Madagascar
Madagascar is often considered to be the world’s highest conservation priority.


Madagascar is often considered to be the world's highest conservation priority. Many species of wildlife, including the island's lemurs, are found nowhere else on Earth.
However, the country has also suffered steady economic decline for more than a decade, as well as population growth of around 2.5% per year. As a result, many natural ecosystems and resources are critically threatened. As much as 75% of the island's original forest cover has been removed. Rainforests are now restricted to a narrow ‘corridor' running north-south along the eastern part of the country.
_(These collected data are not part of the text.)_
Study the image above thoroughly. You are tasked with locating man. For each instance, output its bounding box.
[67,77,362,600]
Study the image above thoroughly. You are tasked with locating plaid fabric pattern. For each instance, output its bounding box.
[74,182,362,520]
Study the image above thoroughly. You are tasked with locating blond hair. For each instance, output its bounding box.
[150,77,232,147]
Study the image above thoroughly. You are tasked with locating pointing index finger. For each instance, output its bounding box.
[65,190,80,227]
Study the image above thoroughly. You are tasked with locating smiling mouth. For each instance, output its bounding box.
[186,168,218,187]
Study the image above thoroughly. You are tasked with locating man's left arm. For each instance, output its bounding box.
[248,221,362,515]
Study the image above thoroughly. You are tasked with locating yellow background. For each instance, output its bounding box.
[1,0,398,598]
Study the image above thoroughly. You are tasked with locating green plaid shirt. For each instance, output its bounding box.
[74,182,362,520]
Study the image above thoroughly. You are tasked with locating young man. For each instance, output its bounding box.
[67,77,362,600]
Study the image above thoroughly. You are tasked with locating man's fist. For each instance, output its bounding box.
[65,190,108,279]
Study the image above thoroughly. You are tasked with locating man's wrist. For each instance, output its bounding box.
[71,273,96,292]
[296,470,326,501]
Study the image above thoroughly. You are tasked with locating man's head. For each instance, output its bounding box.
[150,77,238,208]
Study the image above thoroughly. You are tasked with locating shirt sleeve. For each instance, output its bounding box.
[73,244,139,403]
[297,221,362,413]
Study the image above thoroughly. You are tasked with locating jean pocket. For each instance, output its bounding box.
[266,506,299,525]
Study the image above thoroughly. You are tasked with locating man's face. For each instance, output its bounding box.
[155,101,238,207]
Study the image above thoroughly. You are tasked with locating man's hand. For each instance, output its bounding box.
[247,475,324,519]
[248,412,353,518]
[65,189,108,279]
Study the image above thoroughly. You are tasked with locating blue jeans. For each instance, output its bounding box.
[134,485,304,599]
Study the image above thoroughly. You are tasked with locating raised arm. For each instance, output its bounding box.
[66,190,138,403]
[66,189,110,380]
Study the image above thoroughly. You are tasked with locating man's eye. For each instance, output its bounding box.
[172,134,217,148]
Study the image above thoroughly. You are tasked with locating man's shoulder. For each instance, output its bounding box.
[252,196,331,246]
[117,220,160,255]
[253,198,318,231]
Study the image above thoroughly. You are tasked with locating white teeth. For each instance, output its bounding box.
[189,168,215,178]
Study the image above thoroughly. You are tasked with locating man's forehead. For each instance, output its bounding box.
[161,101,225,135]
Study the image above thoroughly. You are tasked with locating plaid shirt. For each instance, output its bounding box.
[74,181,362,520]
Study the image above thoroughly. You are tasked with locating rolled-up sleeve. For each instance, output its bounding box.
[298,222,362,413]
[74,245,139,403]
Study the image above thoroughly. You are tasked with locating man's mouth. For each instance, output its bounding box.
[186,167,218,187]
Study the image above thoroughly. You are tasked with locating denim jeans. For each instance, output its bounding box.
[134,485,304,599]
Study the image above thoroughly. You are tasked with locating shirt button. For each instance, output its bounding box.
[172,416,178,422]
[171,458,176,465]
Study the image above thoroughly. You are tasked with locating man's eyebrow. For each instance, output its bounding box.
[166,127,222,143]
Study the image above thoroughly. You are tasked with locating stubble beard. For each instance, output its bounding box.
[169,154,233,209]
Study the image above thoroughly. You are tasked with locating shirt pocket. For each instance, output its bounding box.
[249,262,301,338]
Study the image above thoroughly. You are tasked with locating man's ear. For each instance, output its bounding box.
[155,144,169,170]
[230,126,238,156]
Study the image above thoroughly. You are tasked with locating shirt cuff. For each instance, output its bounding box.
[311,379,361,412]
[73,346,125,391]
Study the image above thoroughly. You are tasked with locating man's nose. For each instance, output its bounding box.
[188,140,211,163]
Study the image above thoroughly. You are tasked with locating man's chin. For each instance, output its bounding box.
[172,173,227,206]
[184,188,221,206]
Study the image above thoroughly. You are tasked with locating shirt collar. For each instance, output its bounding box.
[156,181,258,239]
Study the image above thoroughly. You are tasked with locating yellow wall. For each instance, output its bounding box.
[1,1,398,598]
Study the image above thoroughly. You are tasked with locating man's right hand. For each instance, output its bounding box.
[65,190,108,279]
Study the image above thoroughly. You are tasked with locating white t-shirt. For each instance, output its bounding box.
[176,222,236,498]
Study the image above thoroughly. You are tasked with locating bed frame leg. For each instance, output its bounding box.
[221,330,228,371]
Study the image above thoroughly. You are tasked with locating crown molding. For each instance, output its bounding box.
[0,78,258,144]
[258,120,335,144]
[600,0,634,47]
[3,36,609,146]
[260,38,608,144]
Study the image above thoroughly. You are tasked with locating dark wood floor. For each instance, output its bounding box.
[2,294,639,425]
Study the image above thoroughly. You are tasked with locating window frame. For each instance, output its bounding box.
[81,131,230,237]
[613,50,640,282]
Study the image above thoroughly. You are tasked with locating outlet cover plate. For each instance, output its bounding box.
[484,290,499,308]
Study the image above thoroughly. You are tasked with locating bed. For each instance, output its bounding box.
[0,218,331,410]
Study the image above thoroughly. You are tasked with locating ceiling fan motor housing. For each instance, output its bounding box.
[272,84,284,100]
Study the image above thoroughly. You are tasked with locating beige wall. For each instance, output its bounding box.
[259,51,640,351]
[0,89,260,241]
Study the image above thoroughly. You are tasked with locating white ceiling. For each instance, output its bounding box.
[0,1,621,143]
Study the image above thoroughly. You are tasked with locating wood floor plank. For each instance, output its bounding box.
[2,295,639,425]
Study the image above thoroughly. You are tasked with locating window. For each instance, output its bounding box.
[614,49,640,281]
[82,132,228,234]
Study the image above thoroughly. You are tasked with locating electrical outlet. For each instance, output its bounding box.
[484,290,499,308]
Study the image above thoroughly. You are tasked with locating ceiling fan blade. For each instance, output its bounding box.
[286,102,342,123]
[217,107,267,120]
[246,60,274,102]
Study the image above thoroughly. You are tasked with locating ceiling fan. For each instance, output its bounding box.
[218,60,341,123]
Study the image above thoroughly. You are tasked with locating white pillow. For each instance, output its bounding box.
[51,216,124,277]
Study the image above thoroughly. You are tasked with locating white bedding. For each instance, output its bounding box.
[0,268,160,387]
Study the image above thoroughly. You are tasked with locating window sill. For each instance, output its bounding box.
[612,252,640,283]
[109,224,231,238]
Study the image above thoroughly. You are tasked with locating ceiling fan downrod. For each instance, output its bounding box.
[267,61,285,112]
Almost all surviving areas of forest are under pressure, including from rice production, cattle grazing, wood-fuel collection, timber harvesting and mining.
Traditional approaches to conservation, such as the establishment of National Parks, have proven difficult to sustain and have sometimes lacked sensitivity to the needs of poverty-stricken local communities. Since the late 1990s, new policies allowing greater control of natural resources at the local level have meant that new types of initiatives, such as the establishment of Community Forests, can also be tried.
The population of Madagascar is an integral mix of ethnic groups, the largest of which include the Merina, Sihanaka, Bara, Betsileo and Sakalava. Tanala people occupy many areas of the eastern rainforests.